Current Suffolk County Sheriff and former Yankee Batboy, Errol Toulon, who was a recipient of a community award prior to the Argyle show stated, “It’s a story that reminds us all of the Yankee teams back then but more importantly the character of George Steinbrenner and Thurman Munson.” It is this character that Negron shows us all through his eyes and permits each audience to experience firsthand. In his book Yankee Miracles: Life with the Boss and the Bronx Bombers, Negron discusses that he liked watching Yogi Berra and mentioned that Yogi was one of the best and smartest people he had ever known. Negron revisits a Yogism “You can observe a lot by just watching………” Well, over the last several weeks, throughout the Tristate area, the BATBOY crowds observed from an intimate, front row seat.
In the play, we see George Steinbrenner, who just bought the New York Yankees from CBS in 1973, personally affected by the actions of Ray Negron (played by Carmine Elvezio), a seventeen-year-old Bronx Boy defacing Yankee Stadium by spray-painting graffiti on “his” new home. Instead of just allowing this teenager to suffer the legal consequences, Mr. Steinbrenner gave Ray the ultimate second chance of a lifetime by pulling him out of jail and immediately making him a New York Yankee Batboy that very same day. Unfortunately, Ray’s Cousin Edwin (Luis Castillo) who was also there that fateful day, did not fare as well as we can see in the play’s “gang” scene. Throughout the show, we all observe the many sides of The Boss. The relationship he had with Reggie Jackson (Terrell Carpenter) and Billy Martin (Martin Knapp), the leader he was with his top administrators and players and the love/support he had for children all around the world. Larry Davis perfects the Boss’ image not only by the way he dressed but more importantly by his ability to portray one of the greatest sports owners of all time.
Joey Gian, who has been a professional accomplished actor/performer for decades, treats us all to his impeccable role as Thurman Munson.
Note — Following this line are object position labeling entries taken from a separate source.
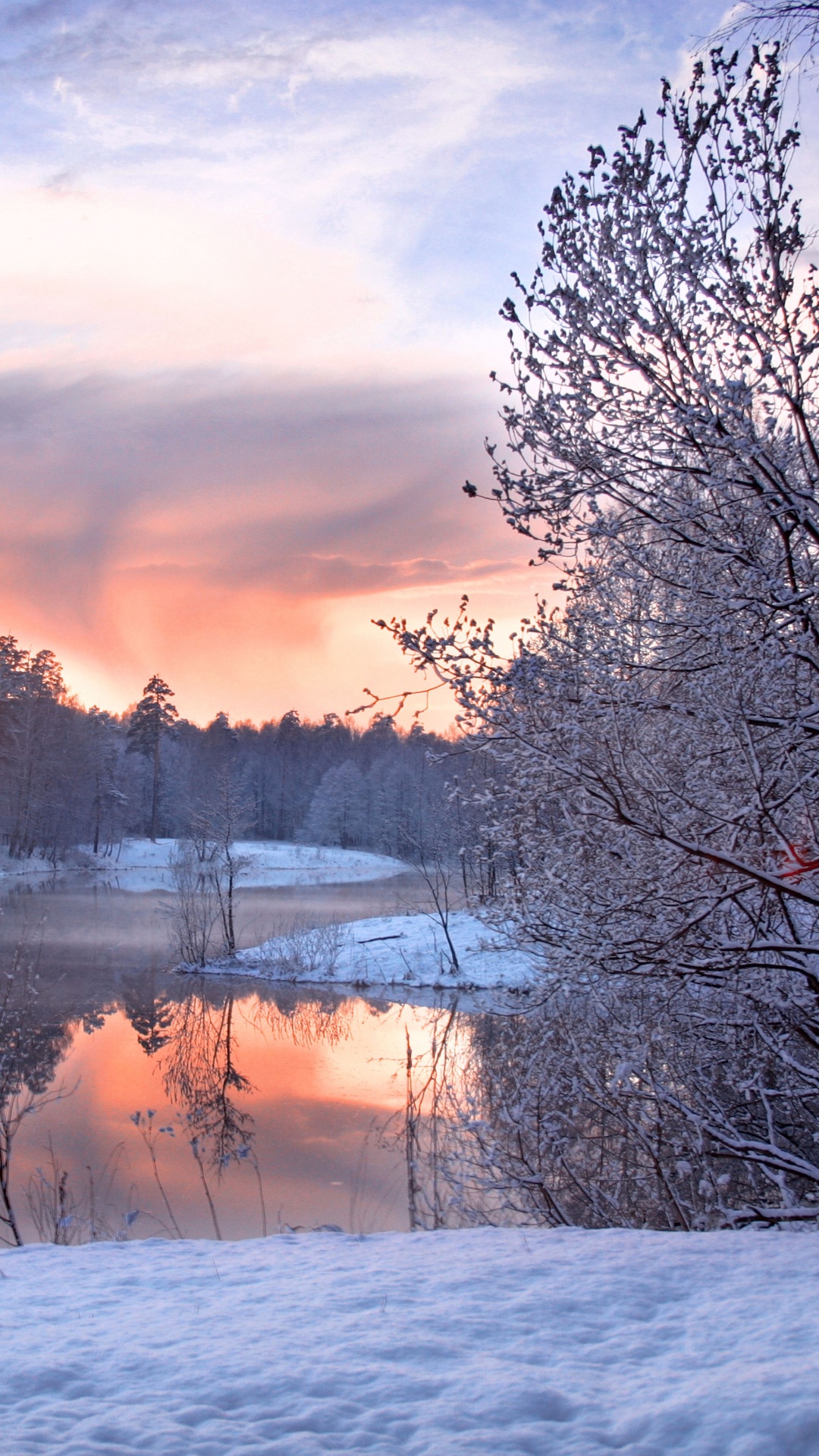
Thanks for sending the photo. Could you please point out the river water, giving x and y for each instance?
(199, 1106)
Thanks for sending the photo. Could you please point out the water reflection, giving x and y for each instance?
(267, 1100)
(265, 1109)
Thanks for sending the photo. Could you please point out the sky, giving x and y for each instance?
(251, 264)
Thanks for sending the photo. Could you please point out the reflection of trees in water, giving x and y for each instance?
(149, 1011)
(305, 1022)
(197, 1036)
(202, 1075)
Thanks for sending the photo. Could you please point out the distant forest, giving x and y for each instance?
(76, 777)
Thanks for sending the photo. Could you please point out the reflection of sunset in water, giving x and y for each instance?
(297, 1092)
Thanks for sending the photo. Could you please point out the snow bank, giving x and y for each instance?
(390, 951)
(143, 865)
(496, 1341)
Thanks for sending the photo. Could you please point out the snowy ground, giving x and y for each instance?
(137, 864)
(493, 1341)
(404, 951)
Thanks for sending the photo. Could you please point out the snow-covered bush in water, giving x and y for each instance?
(306, 949)
(659, 736)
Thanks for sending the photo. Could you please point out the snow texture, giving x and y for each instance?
(391, 951)
(493, 1341)
(143, 865)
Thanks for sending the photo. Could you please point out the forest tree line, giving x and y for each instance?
(74, 777)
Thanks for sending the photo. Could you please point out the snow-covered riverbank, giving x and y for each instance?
(493, 1341)
(139, 864)
(391, 951)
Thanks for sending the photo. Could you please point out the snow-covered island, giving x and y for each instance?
(143, 864)
(484, 1341)
(392, 951)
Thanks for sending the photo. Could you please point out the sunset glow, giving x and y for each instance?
(249, 273)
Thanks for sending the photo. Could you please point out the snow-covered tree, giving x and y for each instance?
(661, 733)
(150, 721)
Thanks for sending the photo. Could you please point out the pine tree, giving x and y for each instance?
(152, 718)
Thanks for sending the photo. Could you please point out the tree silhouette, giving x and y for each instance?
(152, 718)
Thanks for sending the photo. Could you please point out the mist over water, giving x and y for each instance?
(271, 1104)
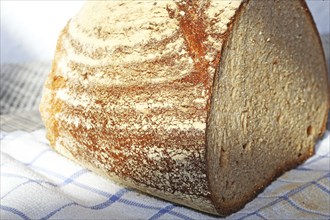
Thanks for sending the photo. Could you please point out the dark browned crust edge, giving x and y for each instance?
(228, 208)
(54, 83)
(311, 20)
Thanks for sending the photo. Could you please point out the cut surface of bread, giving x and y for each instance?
(202, 103)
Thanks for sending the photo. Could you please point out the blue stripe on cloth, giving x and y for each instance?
(260, 216)
(296, 206)
(57, 210)
(73, 177)
(105, 194)
(102, 205)
(281, 198)
(162, 211)
(22, 184)
(111, 200)
(321, 187)
(14, 211)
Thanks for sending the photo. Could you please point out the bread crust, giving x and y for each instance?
(147, 134)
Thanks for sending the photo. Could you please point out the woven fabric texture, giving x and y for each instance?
(38, 183)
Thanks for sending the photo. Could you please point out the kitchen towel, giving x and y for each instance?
(38, 183)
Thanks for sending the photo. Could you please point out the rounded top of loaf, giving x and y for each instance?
(130, 43)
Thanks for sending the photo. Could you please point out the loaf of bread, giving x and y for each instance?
(202, 102)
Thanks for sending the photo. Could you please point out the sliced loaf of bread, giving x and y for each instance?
(202, 103)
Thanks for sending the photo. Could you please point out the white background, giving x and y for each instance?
(29, 29)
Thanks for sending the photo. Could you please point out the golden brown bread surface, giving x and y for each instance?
(202, 103)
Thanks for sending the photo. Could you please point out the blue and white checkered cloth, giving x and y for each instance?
(38, 183)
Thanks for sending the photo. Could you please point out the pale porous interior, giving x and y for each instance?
(269, 102)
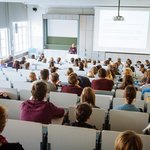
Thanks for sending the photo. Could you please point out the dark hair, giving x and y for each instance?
(44, 74)
(54, 77)
(102, 72)
(73, 79)
(83, 112)
(81, 66)
(39, 90)
(130, 93)
(53, 69)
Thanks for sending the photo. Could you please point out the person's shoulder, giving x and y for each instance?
(12, 146)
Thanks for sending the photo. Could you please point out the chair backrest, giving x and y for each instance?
(11, 92)
(147, 95)
(5, 84)
(103, 92)
(103, 101)
(13, 107)
(120, 94)
(108, 140)
(127, 120)
(137, 103)
(97, 117)
(25, 94)
(19, 85)
(63, 99)
(29, 134)
(71, 138)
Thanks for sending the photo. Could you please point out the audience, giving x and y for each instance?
(73, 86)
(127, 80)
(37, 109)
(102, 83)
(88, 96)
(32, 77)
(130, 95)
(83, 113)
(4, 144)
(44, 74)
(128, 140)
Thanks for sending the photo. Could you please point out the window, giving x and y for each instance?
(3, 42)
(20, 36)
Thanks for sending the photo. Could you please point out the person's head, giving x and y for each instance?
(76, 62)
(58, 60)
(39, 90)
(54, 77)
(33, 56)
(90, 74)
(27, 65)
(83, 112)
(128, 80)
(44, 60)
(130, 94)
(81, 66)
(88, 96)
(53, 69)
(108, 74)
(102, 73)
(73, 79)
(127, 71)
(94, 62)
(3, 118)
(69, 71)
(73, 45)
(51, 64)
(44, 74)
(94, 70)
(72, 60)
(32, 76)
(128, 140)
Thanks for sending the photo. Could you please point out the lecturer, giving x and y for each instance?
(73, 49)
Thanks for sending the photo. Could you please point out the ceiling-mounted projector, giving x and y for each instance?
(118, 18)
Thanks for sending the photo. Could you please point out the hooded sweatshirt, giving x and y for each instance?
(40, 111)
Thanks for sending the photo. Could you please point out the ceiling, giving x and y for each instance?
(82, 3)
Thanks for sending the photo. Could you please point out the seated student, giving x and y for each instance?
(37, 109)
(55, 79)
(127, 80)
(130, 95)
(73, 86)
(32, 77)
(88, 96)
(44, 74)
(102, 83)
(4, 144)
(4, 95)
(83, 113)
(128, 140)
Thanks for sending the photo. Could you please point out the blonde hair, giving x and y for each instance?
(3, 118)
(109, 75)
(32, 76)
(128, 140)
(127, 71)
(88, 96)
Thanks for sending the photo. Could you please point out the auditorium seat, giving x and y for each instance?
(120, 120)
(97, 117)
(71, 138)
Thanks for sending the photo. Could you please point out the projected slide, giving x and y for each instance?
(129, 36)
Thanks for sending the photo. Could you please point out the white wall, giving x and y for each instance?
(36, 27)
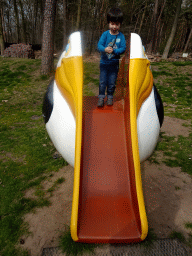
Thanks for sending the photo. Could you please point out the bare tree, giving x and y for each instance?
(23, 22)
(188, 40)
(78, 23)
(2, 43)
(16, 20)
(47, 65)
(174, 27)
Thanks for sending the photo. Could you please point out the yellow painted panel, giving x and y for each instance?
(69, 77)
(139, 89)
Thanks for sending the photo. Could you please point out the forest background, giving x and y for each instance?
(165, 26)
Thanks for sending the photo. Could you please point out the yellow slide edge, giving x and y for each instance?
(69, 78)
(140, 86)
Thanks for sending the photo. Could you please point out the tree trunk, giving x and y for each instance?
(170, 40)
(2, 43)
(47, 65)
(23, 23)
(151, 45)
(17, 20)
(142, 19)
(35, 6)
(79, 15)
(188, 40)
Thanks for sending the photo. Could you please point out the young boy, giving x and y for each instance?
(111, 44)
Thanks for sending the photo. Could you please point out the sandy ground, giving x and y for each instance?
(167, 208)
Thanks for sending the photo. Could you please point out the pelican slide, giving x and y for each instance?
(105, 145)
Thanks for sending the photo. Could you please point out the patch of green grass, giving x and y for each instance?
(182, 63)
(161, 73)
(177, 235)
(56, 183)
(176, 89)
(149, 240)
(177, 151)
(72, 248)
(26, 150)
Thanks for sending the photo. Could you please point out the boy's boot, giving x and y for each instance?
(100, 102)
(109, 102)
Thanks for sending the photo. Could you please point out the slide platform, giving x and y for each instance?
(108, 211)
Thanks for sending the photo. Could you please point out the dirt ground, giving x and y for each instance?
(167, 208)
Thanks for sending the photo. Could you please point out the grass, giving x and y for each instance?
(174, 83)
(27, 152)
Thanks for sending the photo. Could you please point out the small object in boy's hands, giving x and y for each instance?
(109, 102)
(100, 102)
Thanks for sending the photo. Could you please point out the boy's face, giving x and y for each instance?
(114, 27)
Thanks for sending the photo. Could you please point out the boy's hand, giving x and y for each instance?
(109, 49)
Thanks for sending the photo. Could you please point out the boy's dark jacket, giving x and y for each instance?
(117, 42)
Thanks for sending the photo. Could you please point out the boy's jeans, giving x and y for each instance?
(108, 77)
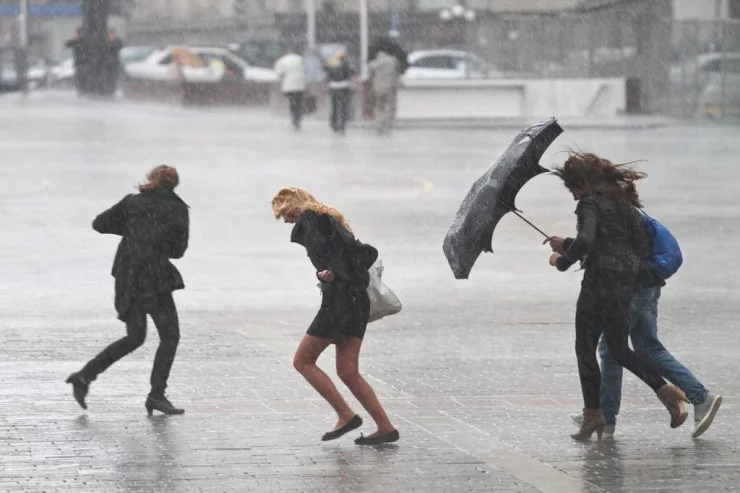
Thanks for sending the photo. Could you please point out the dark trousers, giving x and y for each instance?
(295, 99)
(604, 305)
(339, 108)
(164, 314)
His character is the heartbeat of the entire production and is the common thread that reminds us that the “Captain” title went far beyond the baseball diamond. Not only do we see Thurman’s relationship with George, Billy, Reggie, Mickey, Bobby and Roy we see him candidly dancing to Soul Train (one of his favorite clubhouse shows) with Mickey Rivers (Self) and Yogi Berra (Charlie Santoro) in the Yankee Locker room, to his love and happiness with his teammates and his incredible love and devotion to his wife, Diana (Gigi Cormio) and children. With Gian’s singing performance and passionate acting, the heart of Thurman Munson is captured effortlessly. Everyone knows Thurman’s incredible love of music. Some of those sounds were magnificently delivered by the soulful Layla Dionne and former Drifters singer, Dave Revels.
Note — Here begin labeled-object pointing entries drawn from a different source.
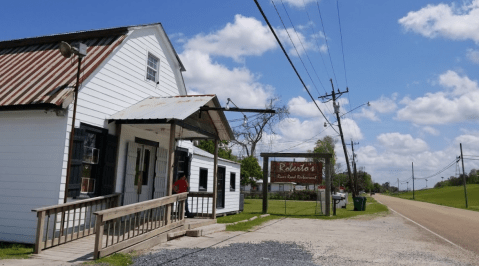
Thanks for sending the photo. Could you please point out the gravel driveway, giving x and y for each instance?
(383, 240)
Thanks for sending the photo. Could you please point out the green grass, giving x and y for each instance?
(447, 196)
(15, 251)
(294, 209)
(117, 259)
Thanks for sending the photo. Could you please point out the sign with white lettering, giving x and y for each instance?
(298, 172)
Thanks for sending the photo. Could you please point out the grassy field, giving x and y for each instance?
(447, 196)
(294, 209)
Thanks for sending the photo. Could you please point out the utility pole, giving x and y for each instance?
(413, 181)
(463, 174)
(336, 110)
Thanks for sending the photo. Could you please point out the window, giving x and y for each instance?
(203, 179)
(87, 182)
(152, 68)
(232, 181)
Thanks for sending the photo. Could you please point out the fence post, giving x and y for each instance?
(39, 238)
(99, 227)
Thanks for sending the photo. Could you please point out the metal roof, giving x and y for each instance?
(154, 113)
(37, 74)
(33, 73)
(206, 154)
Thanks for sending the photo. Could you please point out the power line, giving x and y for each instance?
(327, 45)
(316, 42)
(342, 46)
(440, 171)
(292, 65)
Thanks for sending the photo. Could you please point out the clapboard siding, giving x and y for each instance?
(120, 82)
(31, 151)
(231, 197)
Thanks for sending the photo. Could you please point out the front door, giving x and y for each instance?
(144, 172)
(139, 173)
(220, 187)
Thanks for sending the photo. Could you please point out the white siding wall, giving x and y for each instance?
(231, 197)
(119, 82)
(31, 149)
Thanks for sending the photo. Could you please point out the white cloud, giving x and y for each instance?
(299, 106)
(246, 36)
(473, 55)
(430, 130)
(297, 3)
(448, 21)
(458, 102)
(402, 144)
(205, 76)
(382, 105)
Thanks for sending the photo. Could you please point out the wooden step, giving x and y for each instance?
(206, 230)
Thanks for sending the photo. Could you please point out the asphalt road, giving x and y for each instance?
(458, 226)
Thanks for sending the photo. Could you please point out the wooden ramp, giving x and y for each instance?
(81, 250)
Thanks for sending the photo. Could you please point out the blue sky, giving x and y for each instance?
(415, 61)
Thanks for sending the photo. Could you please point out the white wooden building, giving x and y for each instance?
(132, 107)
(228, 183)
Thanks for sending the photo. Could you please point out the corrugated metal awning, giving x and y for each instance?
(37, 74)
(157, 113)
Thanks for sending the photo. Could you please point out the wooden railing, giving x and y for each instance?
(200, 204)
(59, 224)
(125, 226)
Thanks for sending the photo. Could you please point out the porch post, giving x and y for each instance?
(265, 184)
(328, 186)
(171, 162)
(215, 179)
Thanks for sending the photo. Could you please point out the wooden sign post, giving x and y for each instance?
(302, 172)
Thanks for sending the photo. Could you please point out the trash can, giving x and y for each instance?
(359, 203)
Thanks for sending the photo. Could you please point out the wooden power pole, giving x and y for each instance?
(336, 110)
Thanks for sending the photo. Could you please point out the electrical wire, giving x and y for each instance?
(304, 49)
(327, 45)
(440, 171)
(292, 65)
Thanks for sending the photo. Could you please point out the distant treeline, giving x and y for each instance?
(471, 178)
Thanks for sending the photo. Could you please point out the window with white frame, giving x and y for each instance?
(152, 68)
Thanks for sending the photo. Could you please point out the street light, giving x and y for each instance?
(67, 51)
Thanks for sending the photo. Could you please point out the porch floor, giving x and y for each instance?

Richie Cannata (legendary saxophonist of Billy Joel’s Hall of Fame Band), brings the house to tears with his portrayal of Bobby Murcer and cleverly situated saxophone riffs throughout the closing song sung by Layla Dionne. Murcer’s eulogy to Yankee teammates following Munson’s death in August, 1979(also portrayed by American Idol’s Robbie Rosen and Actor Patrick Stoffer at other venues) and his re-enactment of the game at Yankee Stadium, where he single-handedly won the game for the Bronx Bombers immediately following the same day funeral service in Canton, Ohio was utterly riveting.
Academy Award-nominated actor Danny Aiello, who was one of the celebrities in the audience, expressed his jubilation for the performance, “BATBOY was incredible and a concept that should be worked on so that it can be shared with the world in many years to come.” Chazz Palminterri, the creator of A Bronx Tale, praised the show and Ray by saying, “You should be very proud of yourself-you did it and made it happen. Everybody talks but no one really does it.”
So as Yogi has also told us all, “It ain’t over till it’s over,” BATBOY will soon be on the road again sharing the stories that should never die. Stories that a seventeen-year-old boy from the Bronx continues to share while supporting communities along the way. The Boss and “Our” Captain Thurman burn deeply in Negron’s soul, a fire that we are blessed to “observe a lot by just watching.”